= James Maclaren =

Canadian businessman (1818–1892)

James Maclaren (March 19, 1818 - February 10, 1892) was an early settler and entrepreneur in western Quebec.

Maclaren was born in Glasgow, Scotland in 1818. He came to Richmond in Upper Canada with his family in 1822. The family then settled in Torobolton Township and then moved to Wakefield in Lower Canada in the 1840s. Maclaren and his brother David opened a general store, grist mill, woollen mill and brick plant in Wakefield. James also became involved in the timber trade.

In 1853, Maclaren leased a sawmill in New Edinburgh from Thomas McKay with partners including Moss Kent Dickinson and Joseph Merrill Currier. By 1861, he was able to buy out his partners and, in 1866, he purchased the mills after McKay's death.

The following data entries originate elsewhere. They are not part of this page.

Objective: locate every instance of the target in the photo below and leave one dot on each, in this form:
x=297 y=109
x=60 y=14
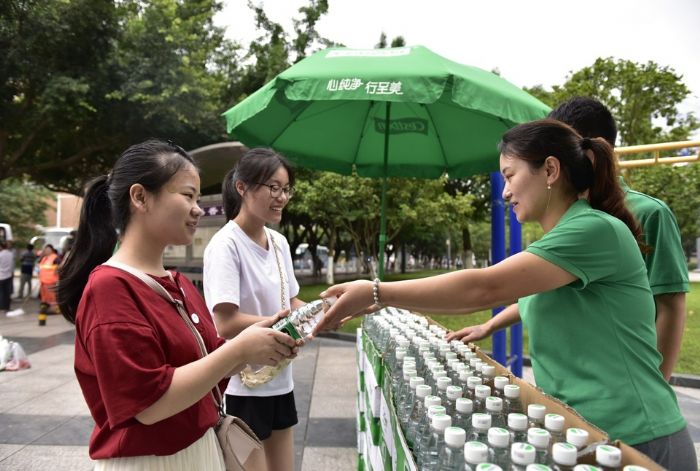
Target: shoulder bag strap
x=179 y=306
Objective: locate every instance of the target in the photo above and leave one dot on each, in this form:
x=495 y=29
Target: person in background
x=139 y=365
x=665 y=261
x=582 y=291
x=7 y=266
x=248 y=275
x=26 y=266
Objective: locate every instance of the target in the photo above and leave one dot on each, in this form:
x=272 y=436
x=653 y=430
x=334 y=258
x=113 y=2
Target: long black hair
x=537 y=140
x=106 y=212
x=255 y=167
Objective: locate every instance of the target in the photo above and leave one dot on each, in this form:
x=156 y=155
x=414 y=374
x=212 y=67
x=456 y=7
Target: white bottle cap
x=473 y=381
x=500 y=381
x=423 y=390
x=431 y=401
x=415 y=382
x=538 y=437
x=454 y=392
x=443 y=382
x=536 y=411
x=511 y=391
x=441 y=421
x=475 y=452
x=488 y=370
x=481 y=421
x=464 y=405
x=494 y=404
x=578 y=437
x=499 y=437
x=607 y=455
x=554 y=422
x=455 y=437
x=432 y=410
x=482 y=391
x=564 y=454
x=517 y=421
x=522 y=453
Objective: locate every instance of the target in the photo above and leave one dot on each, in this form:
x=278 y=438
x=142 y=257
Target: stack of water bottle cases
x=426 y=404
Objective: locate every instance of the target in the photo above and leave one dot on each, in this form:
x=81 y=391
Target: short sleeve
x=586 y=247
x=222 y=273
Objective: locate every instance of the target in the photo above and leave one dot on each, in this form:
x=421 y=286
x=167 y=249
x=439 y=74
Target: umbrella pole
x=382 y=225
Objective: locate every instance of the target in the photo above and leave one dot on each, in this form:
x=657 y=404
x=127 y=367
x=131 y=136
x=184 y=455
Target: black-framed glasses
x=277 y=190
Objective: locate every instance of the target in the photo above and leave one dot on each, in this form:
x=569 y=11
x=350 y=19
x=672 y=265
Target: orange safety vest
x=48 y=269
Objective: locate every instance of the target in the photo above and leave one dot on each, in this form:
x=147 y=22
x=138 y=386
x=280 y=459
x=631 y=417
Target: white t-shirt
x=240 y=272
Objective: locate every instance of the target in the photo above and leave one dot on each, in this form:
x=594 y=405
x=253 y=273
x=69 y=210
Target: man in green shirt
x=666 y=267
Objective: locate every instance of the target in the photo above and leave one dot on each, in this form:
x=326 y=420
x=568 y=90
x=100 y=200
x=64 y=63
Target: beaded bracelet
x=375 y=292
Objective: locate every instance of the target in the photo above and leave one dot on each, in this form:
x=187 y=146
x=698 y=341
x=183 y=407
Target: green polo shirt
x=593 y=342
x=666 y=265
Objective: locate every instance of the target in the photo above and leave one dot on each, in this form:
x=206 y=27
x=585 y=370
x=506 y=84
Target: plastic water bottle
x=511 y=399
x=564 y=457
x=577 y=437
x=499 y=383
x=453 y=393
x=608 y=457
x=535 y=415
x=463 y=414
x=481 y=392
x=494 y=408
x=451 y=457
x=554 y=424
x=481 y=423
x=417 y=412
x=539 y=438
x=521 y=455
x=475 y=453
x=499 y=447
x=423 y=431
x=517 y=426
x=429 y=455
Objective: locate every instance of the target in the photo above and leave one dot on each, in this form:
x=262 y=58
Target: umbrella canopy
x=403 y=112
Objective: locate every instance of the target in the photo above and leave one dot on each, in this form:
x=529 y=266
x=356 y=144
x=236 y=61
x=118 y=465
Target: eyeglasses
x=276 y=190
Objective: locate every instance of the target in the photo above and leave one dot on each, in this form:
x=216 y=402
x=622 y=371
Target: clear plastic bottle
x=427 y=460
x=539 y=438
x=521 y=455
x=564 y=456
x=453 y=393
x=608 y=458
x=517 y=426
x=499 y=383
x=535 y=415
x=554 y=424
x=481 y=423
x=417 y=412
x=475 y=453
x=499 y=447
x=451 y=457
x=511 y=399
x=481 y=392
x=463 y=414
x=494 y=408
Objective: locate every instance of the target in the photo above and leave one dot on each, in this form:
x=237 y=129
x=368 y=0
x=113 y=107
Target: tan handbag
x=237 y=440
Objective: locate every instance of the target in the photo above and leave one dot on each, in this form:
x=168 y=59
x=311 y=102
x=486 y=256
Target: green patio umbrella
x=402 y=112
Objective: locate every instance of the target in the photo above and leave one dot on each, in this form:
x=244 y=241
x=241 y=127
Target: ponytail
x=93 y=245
x=605 y=193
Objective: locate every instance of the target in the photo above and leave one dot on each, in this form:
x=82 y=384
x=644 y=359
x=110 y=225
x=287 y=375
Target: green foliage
x=23 y=206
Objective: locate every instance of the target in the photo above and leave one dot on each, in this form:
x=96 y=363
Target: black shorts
x=264 y=414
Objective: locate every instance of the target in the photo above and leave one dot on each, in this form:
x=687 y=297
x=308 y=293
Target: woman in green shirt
x=582 y=290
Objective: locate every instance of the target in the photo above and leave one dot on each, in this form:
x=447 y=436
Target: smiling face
x=525 y=189
x=258 y=202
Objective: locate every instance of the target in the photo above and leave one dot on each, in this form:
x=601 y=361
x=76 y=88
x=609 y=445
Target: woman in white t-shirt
x=248 y=273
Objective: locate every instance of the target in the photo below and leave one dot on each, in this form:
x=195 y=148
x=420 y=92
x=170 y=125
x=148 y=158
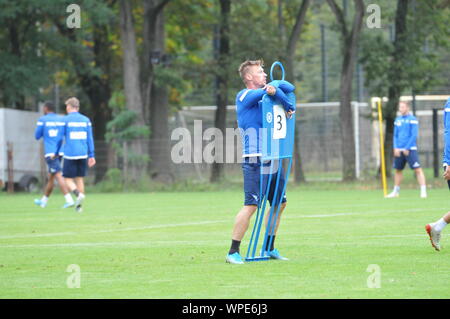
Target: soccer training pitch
x=173 y=245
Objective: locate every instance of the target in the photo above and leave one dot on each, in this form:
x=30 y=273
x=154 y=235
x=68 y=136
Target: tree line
x=134 y=63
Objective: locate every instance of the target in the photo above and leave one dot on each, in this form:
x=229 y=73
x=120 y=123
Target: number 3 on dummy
x=279 y=122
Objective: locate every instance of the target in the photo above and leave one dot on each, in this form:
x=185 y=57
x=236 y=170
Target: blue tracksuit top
x=446 y=158
x=79 y=141
x=51 y=128
x=406 y=129
x=249 y=115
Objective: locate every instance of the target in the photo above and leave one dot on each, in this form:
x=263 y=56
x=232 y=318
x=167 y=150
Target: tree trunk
x=299 y=175
x=350 y=41
x=97 y=88
x=131 y=79
x=159 y=114
x=222 y=92
x=396 y=78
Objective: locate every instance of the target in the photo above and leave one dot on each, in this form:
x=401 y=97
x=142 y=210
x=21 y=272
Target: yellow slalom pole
x=383 y=163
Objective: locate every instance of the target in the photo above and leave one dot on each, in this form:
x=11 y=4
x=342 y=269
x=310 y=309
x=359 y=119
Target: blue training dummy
x=282 y=88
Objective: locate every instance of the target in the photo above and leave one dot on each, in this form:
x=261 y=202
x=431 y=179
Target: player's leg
x=70 y=171
x=273 y=222
x=434 y=230
x=241 y=224
x=53 y=168
x=398 y=177
x=399 y=165
x=65 y=190
x=421 y=180
x=414 y=163
x=251 y=173
x=79 y=181
x=42 y=202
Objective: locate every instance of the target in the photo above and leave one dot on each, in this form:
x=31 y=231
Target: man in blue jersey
x=249 y=116
x=79 y=150
x=405 y=149
x=50 y=128
x=434 y=229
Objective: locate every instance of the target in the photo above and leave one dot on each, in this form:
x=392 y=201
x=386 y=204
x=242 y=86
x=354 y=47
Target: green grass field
x=173 y=245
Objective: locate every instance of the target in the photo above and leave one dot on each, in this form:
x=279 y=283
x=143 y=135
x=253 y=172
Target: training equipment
x=277 y=144
x=67 y=205
x=79 y=202
x=275 y=254
x=393 y=194
x=435 y=237
x=234 y=259
x=40 y=203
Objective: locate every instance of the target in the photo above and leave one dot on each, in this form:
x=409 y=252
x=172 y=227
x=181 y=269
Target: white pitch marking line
x=111 y=230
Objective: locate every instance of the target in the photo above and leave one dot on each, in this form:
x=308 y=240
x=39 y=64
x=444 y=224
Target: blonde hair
x=73 y=102
x=244 y=67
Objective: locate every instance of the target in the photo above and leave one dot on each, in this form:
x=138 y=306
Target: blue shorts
x=448 y=182
x=251 y=168
x=75 y=168
x=54 y=165
x=412 y=159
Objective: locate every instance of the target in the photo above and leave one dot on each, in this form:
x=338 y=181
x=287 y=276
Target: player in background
x=434 y=229
x=406 y=128
x=79 y=150
x=249 y=116
x=50 y=128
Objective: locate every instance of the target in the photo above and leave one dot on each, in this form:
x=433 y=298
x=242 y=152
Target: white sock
x=68 y=198
x=439 y=225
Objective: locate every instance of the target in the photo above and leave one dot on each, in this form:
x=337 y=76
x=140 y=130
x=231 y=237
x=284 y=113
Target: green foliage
x=420 y=67
x=121 y=132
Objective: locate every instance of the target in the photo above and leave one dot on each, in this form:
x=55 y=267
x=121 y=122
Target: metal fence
x=319 y=141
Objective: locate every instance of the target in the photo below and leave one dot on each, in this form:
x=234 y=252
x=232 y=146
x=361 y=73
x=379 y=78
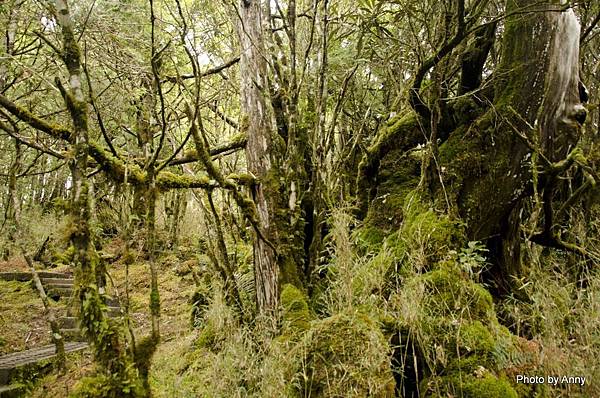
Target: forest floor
x=23 y=325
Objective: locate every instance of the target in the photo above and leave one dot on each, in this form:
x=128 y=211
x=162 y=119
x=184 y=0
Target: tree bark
x=536 y=97
x=260 y=149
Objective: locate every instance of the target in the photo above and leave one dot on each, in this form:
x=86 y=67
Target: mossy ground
x=22 y=323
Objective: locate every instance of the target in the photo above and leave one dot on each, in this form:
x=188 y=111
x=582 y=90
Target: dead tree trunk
x=534 y=114
x=260 y=149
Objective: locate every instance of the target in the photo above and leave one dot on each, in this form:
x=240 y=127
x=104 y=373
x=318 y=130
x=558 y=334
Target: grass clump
x=346 y=355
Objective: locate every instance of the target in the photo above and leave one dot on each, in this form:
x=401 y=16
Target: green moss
x=296 y=315
x=474 y=337
x=167 y=180
x=370 y=237
x=63 y=258
x=346 y=355
x=209 y=338
x=108 y=386
x=489 y=387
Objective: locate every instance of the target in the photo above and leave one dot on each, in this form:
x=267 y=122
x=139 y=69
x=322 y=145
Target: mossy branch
x=246 y=204
x=56 y=131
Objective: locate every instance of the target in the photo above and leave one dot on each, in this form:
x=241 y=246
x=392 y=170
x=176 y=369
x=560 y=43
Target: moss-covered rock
x=471 y=386
x=103 y=385
x=450 y=292
x=346 y=355
x=64 y=257
x=296 y=315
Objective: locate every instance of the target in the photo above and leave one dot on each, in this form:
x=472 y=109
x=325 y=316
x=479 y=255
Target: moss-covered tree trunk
x=108 y=350
x=260 y=149
x=534 y=114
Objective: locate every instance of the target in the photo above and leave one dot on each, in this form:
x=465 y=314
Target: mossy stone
x=346 y=355
x=296 y=315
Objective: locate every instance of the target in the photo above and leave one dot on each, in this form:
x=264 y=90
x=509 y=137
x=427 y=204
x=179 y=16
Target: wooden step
x=59 y=292
x=16 y=390
x=68 y=322
x=11 y=364
x=71 y=334
x=61 y=281
x=58 y=286
x=26 y=276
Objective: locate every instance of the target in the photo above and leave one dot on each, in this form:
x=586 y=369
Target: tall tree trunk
x=260 y=149
x=108 y=350
x=535 y=109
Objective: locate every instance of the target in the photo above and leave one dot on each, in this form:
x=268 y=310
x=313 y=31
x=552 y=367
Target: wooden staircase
x=59 y=287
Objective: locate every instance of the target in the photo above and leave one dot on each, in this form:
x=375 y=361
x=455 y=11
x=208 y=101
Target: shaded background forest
x=305 y=198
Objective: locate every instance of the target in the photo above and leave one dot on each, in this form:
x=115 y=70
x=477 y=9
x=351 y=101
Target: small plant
x=472 y=260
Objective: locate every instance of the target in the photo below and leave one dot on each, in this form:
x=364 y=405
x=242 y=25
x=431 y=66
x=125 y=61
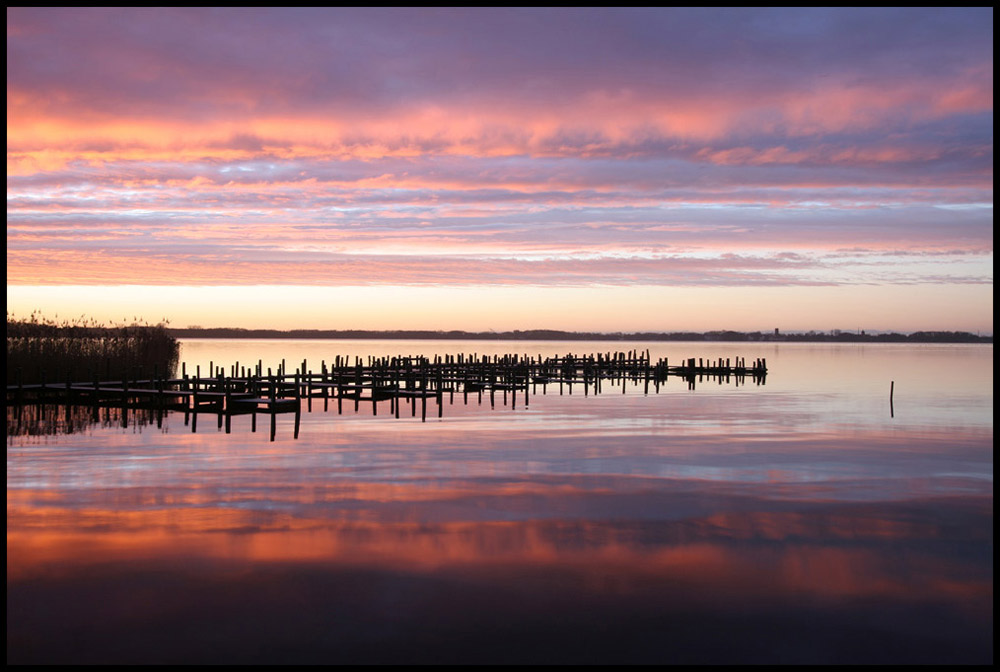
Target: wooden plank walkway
x=400 y=380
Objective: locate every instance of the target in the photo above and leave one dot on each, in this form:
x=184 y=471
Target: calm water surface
x=799 y=521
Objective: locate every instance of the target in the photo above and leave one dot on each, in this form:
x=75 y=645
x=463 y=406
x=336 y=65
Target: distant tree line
x=835 y=335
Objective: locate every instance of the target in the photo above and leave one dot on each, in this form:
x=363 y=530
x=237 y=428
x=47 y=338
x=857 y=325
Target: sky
x=602 y=169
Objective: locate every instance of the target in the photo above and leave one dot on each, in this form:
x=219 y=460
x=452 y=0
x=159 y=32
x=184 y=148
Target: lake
x=805 y=520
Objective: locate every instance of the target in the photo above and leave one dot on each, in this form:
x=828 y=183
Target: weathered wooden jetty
x=409 y=380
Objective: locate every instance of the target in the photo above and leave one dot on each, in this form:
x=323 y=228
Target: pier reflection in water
x=760 y=525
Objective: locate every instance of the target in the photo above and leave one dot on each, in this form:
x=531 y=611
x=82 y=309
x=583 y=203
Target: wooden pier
x=403 y=380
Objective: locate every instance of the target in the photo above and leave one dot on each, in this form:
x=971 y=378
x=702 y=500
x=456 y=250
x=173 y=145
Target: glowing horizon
x=589 y=169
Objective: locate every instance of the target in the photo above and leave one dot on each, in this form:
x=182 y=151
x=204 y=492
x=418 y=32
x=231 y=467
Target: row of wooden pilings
x=399 y=379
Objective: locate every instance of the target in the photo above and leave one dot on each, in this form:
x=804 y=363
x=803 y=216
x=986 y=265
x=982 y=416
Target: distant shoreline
x=554 y=335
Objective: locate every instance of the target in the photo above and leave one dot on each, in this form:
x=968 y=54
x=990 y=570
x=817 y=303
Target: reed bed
x=40 y=350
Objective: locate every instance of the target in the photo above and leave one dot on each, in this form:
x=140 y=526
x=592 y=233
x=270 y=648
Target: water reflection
x=716 y=577
x=40 y=420
x=793 y=524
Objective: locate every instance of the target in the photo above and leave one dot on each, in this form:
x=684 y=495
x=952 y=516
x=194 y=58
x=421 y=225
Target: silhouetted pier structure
x=401 y=380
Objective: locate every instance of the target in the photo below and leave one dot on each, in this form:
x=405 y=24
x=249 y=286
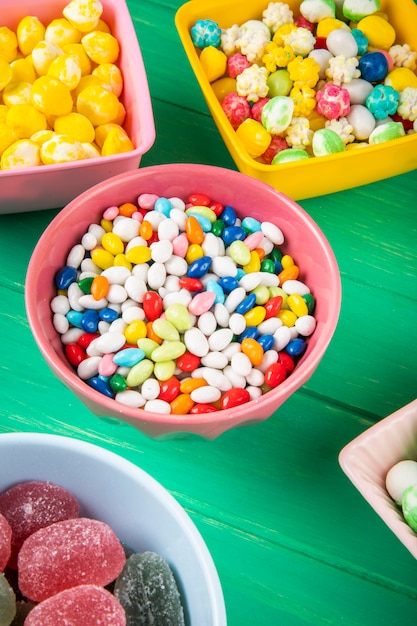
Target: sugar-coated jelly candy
x=85 y=551
x=7 y=602
x=148 y=592
x=83 y=605
x=5 y=542
x=31 y=505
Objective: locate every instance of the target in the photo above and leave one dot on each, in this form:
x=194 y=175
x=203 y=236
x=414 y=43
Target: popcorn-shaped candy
x=253 y=38
x=316 y=10
x=333 y=101
x=236 y=109
x=31 y=505
x=8 y=44
x=276 y=14
x=5 y=542
x=61 y=32
x=98 y=104
x=7 y=602
x=30 y=31
x=379 y=32
x=356 y=10
x=386 y=132
x=407 y=104
x=341 y=42
x=373 y=66
x=342 y=70
x=61 y=149
x=361 y=41
x=326 y=141
x=83 y=14
x=236 y=64
x=403 y=56
x=290 y=155
x=101 y=47
x=25 y=120
x=206 y=33
x=382 y=101
x=214 y=62
x=147 y=587
x=304 y=71
x=400 y=78
x=20 y=154
x=362 y=121
x=299 y=133
x=85 y=552
x=66 y=69
x=277 y=114
x=83 y=605
x=254 y=137
x=50 y=96
x=251 y=83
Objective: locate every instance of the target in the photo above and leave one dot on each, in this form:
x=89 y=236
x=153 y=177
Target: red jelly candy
x=31 y=505
x=74 y=552
x=84 y=605
x=5 y=542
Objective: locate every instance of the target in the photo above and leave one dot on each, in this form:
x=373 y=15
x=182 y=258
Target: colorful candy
x=185 y=326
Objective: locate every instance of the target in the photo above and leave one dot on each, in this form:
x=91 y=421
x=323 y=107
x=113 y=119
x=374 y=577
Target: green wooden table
x=293 y=541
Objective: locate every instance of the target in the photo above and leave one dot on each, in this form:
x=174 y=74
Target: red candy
x=65 y=554
x=5 y=542
x=84 y=605
x=32 y=505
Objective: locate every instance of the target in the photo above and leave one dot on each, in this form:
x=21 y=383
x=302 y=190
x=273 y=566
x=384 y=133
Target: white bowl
x=142 y=513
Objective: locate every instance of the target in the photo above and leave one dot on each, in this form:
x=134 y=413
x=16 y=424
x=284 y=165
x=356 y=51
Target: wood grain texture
x=293 y=541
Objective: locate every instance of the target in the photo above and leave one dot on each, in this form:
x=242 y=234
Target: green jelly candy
x=148 y=592
x=7 y=602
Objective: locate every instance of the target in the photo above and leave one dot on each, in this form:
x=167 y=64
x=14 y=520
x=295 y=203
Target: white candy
x=196 y=342
x=204 y=394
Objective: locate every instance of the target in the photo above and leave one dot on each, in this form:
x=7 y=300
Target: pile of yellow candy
x=60 y=86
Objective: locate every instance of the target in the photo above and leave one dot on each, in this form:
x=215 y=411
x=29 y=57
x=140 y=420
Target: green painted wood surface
x=293 y=541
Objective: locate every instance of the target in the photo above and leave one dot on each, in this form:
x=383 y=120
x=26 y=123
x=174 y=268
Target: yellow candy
x=76 y=126
x=8 y=44
x=61 y=149
x=77 y=51
x=101 y=47
x=5 y=73
x=21 y=154
x=43 y=54
x=61 y=32
x=7 y=136
x=66 y=69
x=25 y=120
x=98 y=104
x=214 y=62
x=23 y=70
x=30 y=31
x=83 y=14
x=379 y=32
x=51 y=96
x=111 y=76
x=116 y=142
x=17 y=93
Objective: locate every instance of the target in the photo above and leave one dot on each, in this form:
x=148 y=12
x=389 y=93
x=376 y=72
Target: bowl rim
x=297 y=378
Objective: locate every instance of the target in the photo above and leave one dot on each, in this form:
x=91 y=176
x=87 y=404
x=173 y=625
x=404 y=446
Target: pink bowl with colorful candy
x=305 y=246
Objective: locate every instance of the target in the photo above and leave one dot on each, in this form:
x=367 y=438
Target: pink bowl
x=52 y=186
x=367 y=459
x=304 y=241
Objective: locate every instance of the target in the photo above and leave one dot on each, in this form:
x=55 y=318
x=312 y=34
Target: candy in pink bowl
x=53 y=186
x=304 y=241
x=367 y=459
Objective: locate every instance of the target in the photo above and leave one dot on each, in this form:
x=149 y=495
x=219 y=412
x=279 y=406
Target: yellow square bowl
x=319 y=175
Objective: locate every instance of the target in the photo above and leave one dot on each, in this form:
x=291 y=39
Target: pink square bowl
x=367 y=459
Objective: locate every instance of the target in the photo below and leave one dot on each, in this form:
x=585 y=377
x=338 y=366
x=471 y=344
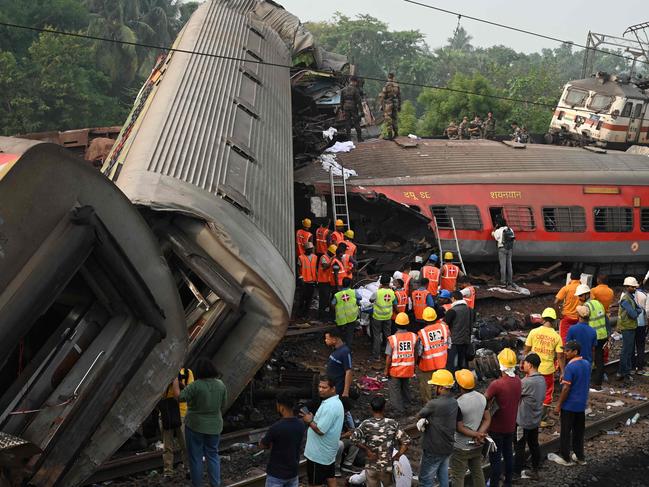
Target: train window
x=576 y=98
x=638 y=111
x=519 y=218
x=465 y=217
x=644 y=219
x=626 y=111
x=600 y=103
x=613 y=219
x=564 y=219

In 1864, again with partners, he bought sawmills at Buckingham, later buying out his partners.

Maclaren also helped found the Hull Iron Company in 1880, the North Pacific Lumber Company of British Columbia in 1889, and the Bank of Ottawa, later merged with Scotiabank, in 1874. MacLaren also had business interests in Vermont, Massachusetts, and Michigan.

Maclaren died in Buckingham in 1892.